Bu işlemi yapamadığı zaman, diğer organların ihtiyacı olan insülin üretilememektedir. Bu durumda, organlarda ciddi hasar meydana gelmektedir. Bu durumda kana glikoz karışır ve şekerin yükselmesi meydana gelir. Kandaki glikozun artması ile birlikte, şeker yükselir ve bu durumda ciddi hasarlar meydana gelebilir. Şekerin düzenli ölçülmesi ve bu ölçüm sonuçları düzenli olarak kontrol edilmesi gerekir. Şekerin normal düzeyi 70-110’dur. Aç karna 124, tok karna 200 çıkarsa, hastaya şeker hastalığı teşhisi konulmaktadır. Şeker hastaları dahiliye bölümüne muayene olur.
İlaç Tedavisi Yetersiz Olursa Ameliyat Gerekir
İlaçlarla başlayan tedavi yöntemi, en önemli safhadır. Ancak, ilacın etkisi ortadan kalktığında, ameliyat gereklidir. Bu kategoride şeker hastalığı ameliyatı gerekli hale gelmiştir. İlaçla tedavinin tamamen ortadan kalkması ile birlikte, ameliyat gerekli hale gelmektedir. Bu önemli ameliyatta, en önemli konu, hastanın diğer hastalıklarıdır. Ciddi hastalığı olan hastalar, anestezide ciddi bir şekilde muayene edilmektedir.

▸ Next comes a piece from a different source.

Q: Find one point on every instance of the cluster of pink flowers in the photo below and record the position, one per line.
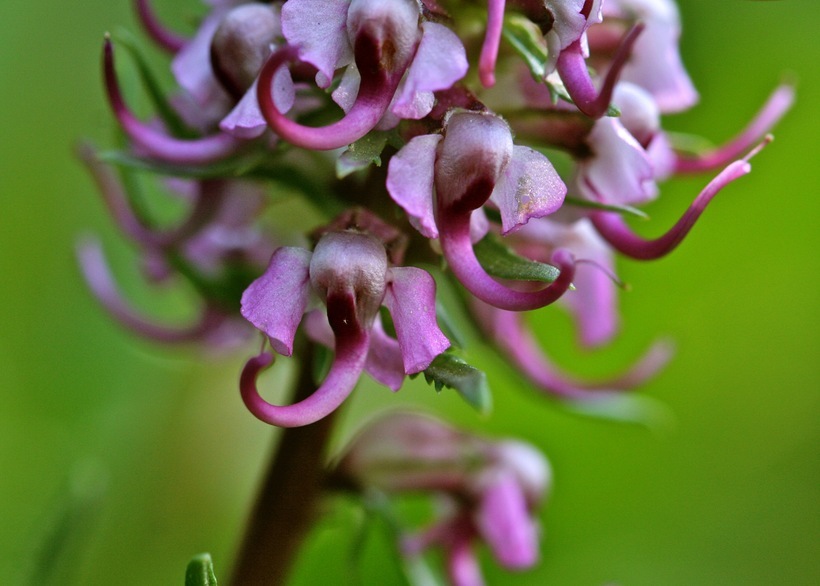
(440, 145)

Kalp, tansiyon, böbrek ve benzeri önemli hastalığı olan hastalar, bunu belirtmelidir. Bu aşamada, bu rahatsızlığı olanlar için özel anestezi uygulanır. Bu anestezinin yanı sıra, ilaç tedavisinin başarılı sonuç vermesi, ameliyat seçeneğinin ortadan kalkmasında etkili olacaktır. Ameliyat, her zaman için ilaç tedavisinin cevapsız kalması ile tercih edilmektedir. Ameliyat öncesi bütün uyarıları dikkate almalısınız. Sorunsuz bir ameliyat için, hastanın da üstüne düşeni yapması gerekmektedir.

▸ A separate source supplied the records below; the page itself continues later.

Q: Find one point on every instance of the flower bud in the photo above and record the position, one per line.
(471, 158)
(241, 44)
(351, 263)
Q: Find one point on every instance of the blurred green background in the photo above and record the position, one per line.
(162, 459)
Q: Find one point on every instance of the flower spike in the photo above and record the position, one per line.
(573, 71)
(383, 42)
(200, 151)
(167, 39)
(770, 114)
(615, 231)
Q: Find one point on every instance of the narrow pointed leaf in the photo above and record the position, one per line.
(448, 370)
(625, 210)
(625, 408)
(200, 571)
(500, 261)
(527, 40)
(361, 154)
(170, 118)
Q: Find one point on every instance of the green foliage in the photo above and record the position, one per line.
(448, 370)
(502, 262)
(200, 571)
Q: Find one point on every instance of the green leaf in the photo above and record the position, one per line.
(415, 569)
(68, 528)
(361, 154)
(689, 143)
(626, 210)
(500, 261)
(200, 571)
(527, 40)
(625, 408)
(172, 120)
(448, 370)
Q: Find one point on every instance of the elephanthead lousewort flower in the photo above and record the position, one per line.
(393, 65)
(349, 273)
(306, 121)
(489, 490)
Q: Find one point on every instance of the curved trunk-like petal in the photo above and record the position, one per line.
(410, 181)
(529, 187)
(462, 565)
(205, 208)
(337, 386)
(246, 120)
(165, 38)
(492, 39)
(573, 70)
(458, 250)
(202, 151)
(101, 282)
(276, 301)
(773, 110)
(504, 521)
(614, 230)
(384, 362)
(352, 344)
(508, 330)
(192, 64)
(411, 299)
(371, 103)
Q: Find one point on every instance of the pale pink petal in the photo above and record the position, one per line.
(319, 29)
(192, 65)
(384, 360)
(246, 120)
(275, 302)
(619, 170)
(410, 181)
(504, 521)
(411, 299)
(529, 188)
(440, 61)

Şeker Ameliyatının Özelliği
Bu operasyonda, pankreas organının yeniden insülin salgılaması hedeflenmektedir. Bu insülin üretiminin gerçekleştirilmesi için GLP 1 hormonunun etkinliği artırılmaktadır. 4-5 saat süren ameliyatta, başarı yüzdesi yüzde doksanlardadır. Diyabet (şeker hastalığı) dışında ciddi hastalığı olanlar için risk söz konusudur. Bu hastalardaki risk oranı yüksektir. Bunun dışında riski düşük, başarısı yüksek bir ameliyat olarak tanıtılmaktadır.

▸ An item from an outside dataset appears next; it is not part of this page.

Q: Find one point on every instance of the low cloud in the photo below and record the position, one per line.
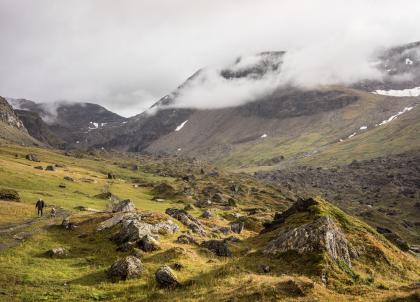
(125, 55)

Ameliyat Sonrası Tavsiyelere Uymalısınız
Her ameliyatta olduğu gibi bu ameliyatta da, ameliyat sonrası doktor tavsiyesine uyulması gerekir. Özellikle yarada irin, kan ve benzeri sızıntılar olduğunda, tekrar doktorunuza görünmelisiniz. Bu tip yan etkilerin nedeni, ameliyat sonrası uyulması gereken önlenmeler uyulmamasıdır. İstirahat, perhiz, ilaç ve kontrol gibi bütün tedbirler uygulanmalıdır. Mide bulantısı gibi yan etkiler görülebilir.
Ciddi ve beklenmedik yan etkiler meydana gelirse, hemen doktorunuza başvurunuz. Halsizlik gibi, yorgunluk gibi yan etkiler normaldir. Üç ay sonra normal hayatınıza dönebilirsiniz. Tedaviyi SGK karşılamamaktadır. Pahalı olmasına karşın, bütün vücudun ciddi bir şekilde hasar görmesi engellenecektir. Körlük ve böbrek yetmezliği gibi ciddi rahatsızlıklara neden olacak bu rahatsızlık, tedavi edilmediği sürece, körlük ve benzeri tehlikeler devam edecektir.